I Found My Horn: One Man's Struggle with the Orchestra's Most Difficult Instrument
- Author: Jasper Rees
- Publication date: 2008
- Media type: Hardcover

= I Found My Horn =

Book by Jasper Rees

I Found My Horn: One Man's Struggle with the Orchestra's Most Difficult Instrument is a book by British columnist Jasper Rees, first published in hardback in 2008, and adapted for the stage later in that year.

== The book ==

It is a semi-autobiographal story that follows Rees as he turns forty and decides to reunite himself with his French horn, an instrument he gave up upon leaving school, along with his mentor Dave Lee.

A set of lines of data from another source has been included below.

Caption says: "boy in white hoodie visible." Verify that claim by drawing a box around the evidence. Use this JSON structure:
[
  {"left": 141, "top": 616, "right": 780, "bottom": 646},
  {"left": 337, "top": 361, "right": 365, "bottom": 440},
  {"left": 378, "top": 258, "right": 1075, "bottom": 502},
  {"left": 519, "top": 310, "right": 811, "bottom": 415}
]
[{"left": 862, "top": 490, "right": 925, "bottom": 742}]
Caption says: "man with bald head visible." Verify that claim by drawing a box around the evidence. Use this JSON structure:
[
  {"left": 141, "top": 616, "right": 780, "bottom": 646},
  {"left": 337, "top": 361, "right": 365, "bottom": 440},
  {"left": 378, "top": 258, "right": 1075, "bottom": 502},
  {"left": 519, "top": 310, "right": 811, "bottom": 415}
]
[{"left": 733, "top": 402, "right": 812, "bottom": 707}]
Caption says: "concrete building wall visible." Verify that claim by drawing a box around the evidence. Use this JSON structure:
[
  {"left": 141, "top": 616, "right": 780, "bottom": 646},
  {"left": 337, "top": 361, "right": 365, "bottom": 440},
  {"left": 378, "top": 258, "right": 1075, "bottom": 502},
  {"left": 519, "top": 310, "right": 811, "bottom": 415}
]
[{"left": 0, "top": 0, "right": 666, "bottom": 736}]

Rees was already writing a regular arts column for the Daily Telegraph and the early beginnings of his book can be seen in a 2005 article. Soon after publication it was adapted for radio and broadcast as Radio 4's Book of the Week. It was also released in the United States, under the amended title of A Devil to Play.

== The play ==

After his wife heard and recommended the Radio 4 broadcast, actor and playwright Jonathan Guy Lewis approached Rees about a stage version. The two writers teamed up with director Harry Burton, and the one-man show premiered at the Aldeburgh Festival. It then opened at the Tristan Bates Theatre, where it was reviewed as 'very funny' and 'a celebration of the joyous, life-affirming power of music' by The Times.

In 2009 the show transferred to the Hampstead Theatre, where a four-star review from the Guardian called it "delightful", "wryly funny" and "infinitely touching", before it appeared in the 2009 Autumn season of the Chichester Festival Theatre.

The show was lit by Jeremy Coney, the former New Zealand cricketer.

The horn Rees plays is by Josef Lidl.